Das Teatro Massimo Vittorio Emanuele ist das größte Opernhaus Italiens und eines der größten Europas. Nach über zwanzigjähriger Bauzeit wurde es 1897 eröffnet und sollte den Aufstieg Palermos zu einer modernen europäischen Metropole verkörpern. Architekt Giovan Battista Filippo Basile und sein Sohn Ernesto entwarfen einen monumentalen neoklassizistischen Bau, dessen breite Freitreppe, korinthische Säulenvorhalle und die beiden bronzenen Löwen am Eingang zu den meistfotografierten Motiven der Stadt zählen. Der Zuschauerraum fasst rund 1.300 Besucher und gliedert sich in das Parkett sowie mehrere übereinanderliegende Logenränge unter einer kunstvoll bemalten Decke, deren bewegliche Paneele zur Belüftung geöffnet werden können. Die Akustik gilt als außergewöhnlich und macht das Haus zu einer der ersten Adressen für Oper, Ballett und Konzerte in Italien. Internationale Bekanntheit erlangte das Teatro Massimo auch durch die Schlussszene des Films Der Pate III, die auf seiner Freitreppe gedreht wurde. Eine Besichtigung ist im Rahmen geführter Rundgänge möglich, die durch Foyer, Zuschauerraum und die königliche Loge führen und die Geschichte des Hauses sowie seine lange Schließung und aufwändige Restaurierung im 20. Jahrhundert beleuchten. Wer den Bau in seiner eigentlichen Bestimmung erleben möchte, besucht eine Abendvorstellung. Das Teatro Massimo ist damit weit mehr als ein Wahrzeichen für Fotos – es ist ein lebendiges Kulturhaus, das das musikalische Leben Palermos bis heute prägt.
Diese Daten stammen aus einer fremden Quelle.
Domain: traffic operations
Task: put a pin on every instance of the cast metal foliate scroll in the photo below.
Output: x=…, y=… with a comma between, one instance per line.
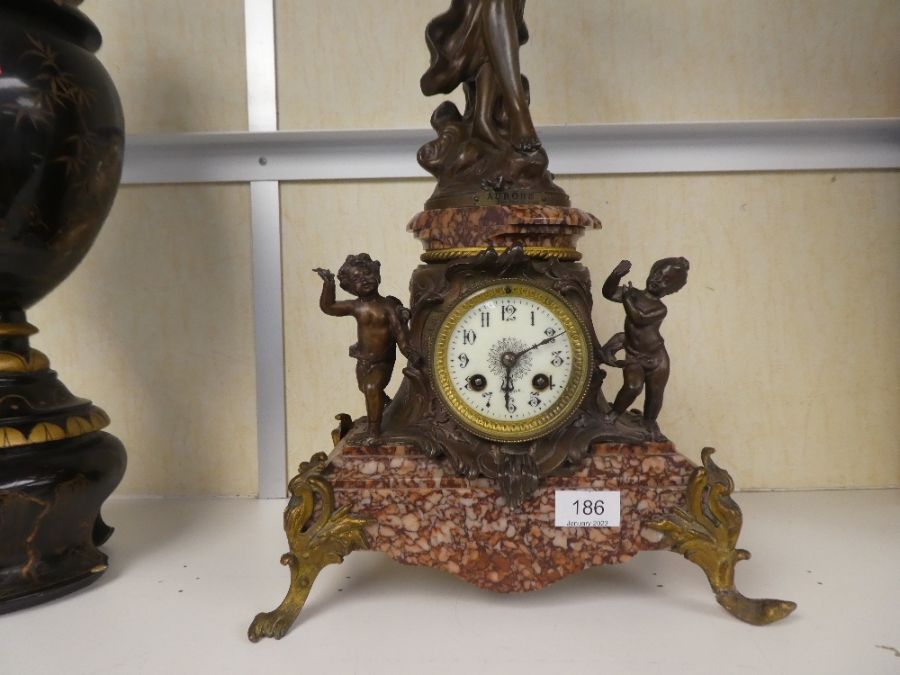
x=706, y=533
x=318, y=535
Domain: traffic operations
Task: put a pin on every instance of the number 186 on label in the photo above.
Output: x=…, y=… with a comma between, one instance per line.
x=587, y=508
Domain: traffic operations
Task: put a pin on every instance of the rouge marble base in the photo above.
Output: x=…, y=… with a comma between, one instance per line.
x=423, y=515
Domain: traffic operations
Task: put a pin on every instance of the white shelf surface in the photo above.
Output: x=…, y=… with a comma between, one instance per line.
x=188, y=575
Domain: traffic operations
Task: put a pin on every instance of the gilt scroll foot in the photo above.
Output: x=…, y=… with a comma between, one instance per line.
x=318, y=535
x=706, y=533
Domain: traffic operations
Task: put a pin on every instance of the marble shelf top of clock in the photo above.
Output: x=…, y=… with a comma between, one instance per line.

Bereits von außen beeindruckt die monumentale Freitreppe mit Säulenvorhalle und den bronzenen Löwen. Geführte Rundgänge führen ins prächtige Foyer, in den weiten Zuschauerraum mit seinen Logenrängen und in die königliche Loge. Erläutert werden Architektur, Akustik und die bewegte Geschichte des Hauses. Bei einer Abendvorstellung erlebt man das Theater in seiner eigentlichen Bestimmung.
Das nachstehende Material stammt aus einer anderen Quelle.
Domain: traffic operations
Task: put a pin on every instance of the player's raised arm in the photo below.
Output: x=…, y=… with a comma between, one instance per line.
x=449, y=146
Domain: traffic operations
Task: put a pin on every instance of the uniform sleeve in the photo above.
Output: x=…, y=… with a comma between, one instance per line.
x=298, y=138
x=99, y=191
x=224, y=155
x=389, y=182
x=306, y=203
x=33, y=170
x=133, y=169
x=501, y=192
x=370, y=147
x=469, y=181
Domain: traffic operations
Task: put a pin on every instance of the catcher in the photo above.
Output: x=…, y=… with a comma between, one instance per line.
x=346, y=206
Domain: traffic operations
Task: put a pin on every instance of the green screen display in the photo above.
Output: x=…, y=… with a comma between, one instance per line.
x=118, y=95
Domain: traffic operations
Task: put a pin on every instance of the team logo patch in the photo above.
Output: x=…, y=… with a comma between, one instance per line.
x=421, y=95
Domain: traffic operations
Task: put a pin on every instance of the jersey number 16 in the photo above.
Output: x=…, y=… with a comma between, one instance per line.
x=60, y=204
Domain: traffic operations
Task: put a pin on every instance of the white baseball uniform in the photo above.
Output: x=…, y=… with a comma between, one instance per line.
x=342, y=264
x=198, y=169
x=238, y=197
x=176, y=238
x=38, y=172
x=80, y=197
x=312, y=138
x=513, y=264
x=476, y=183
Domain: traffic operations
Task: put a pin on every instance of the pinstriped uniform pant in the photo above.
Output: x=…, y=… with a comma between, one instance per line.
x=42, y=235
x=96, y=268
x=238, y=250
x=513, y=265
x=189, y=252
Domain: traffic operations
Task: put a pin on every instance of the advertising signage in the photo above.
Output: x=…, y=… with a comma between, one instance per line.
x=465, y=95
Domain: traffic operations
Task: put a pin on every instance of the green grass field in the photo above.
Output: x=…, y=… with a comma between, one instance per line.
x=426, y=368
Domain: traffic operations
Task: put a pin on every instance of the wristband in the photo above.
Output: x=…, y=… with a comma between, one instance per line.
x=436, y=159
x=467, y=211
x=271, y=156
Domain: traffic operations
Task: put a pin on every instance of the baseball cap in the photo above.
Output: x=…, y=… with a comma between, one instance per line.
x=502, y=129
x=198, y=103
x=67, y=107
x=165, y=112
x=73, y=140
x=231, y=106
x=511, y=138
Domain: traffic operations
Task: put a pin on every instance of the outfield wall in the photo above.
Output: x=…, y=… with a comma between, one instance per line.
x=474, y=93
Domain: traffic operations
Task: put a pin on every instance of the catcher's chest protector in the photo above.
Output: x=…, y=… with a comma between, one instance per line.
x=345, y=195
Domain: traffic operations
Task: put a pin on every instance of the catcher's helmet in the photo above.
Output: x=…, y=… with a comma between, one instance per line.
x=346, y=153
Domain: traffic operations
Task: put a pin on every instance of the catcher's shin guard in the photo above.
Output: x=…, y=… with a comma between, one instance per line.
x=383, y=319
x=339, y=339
Der Bau begann 1875 als Symbol für das nach der italienischen Einigung erstarkende Palermo und wurde 1897 vollendet. Nach jahrzehntelangem Betrieb schloss das Haus 1974 für eine langwierige Restaurierung und wurde erst 1997, zum hundertjährigen Jubiläum, wiedereröffnet. Seither zählt es erneut zu den führenden Opernhäusern Europas.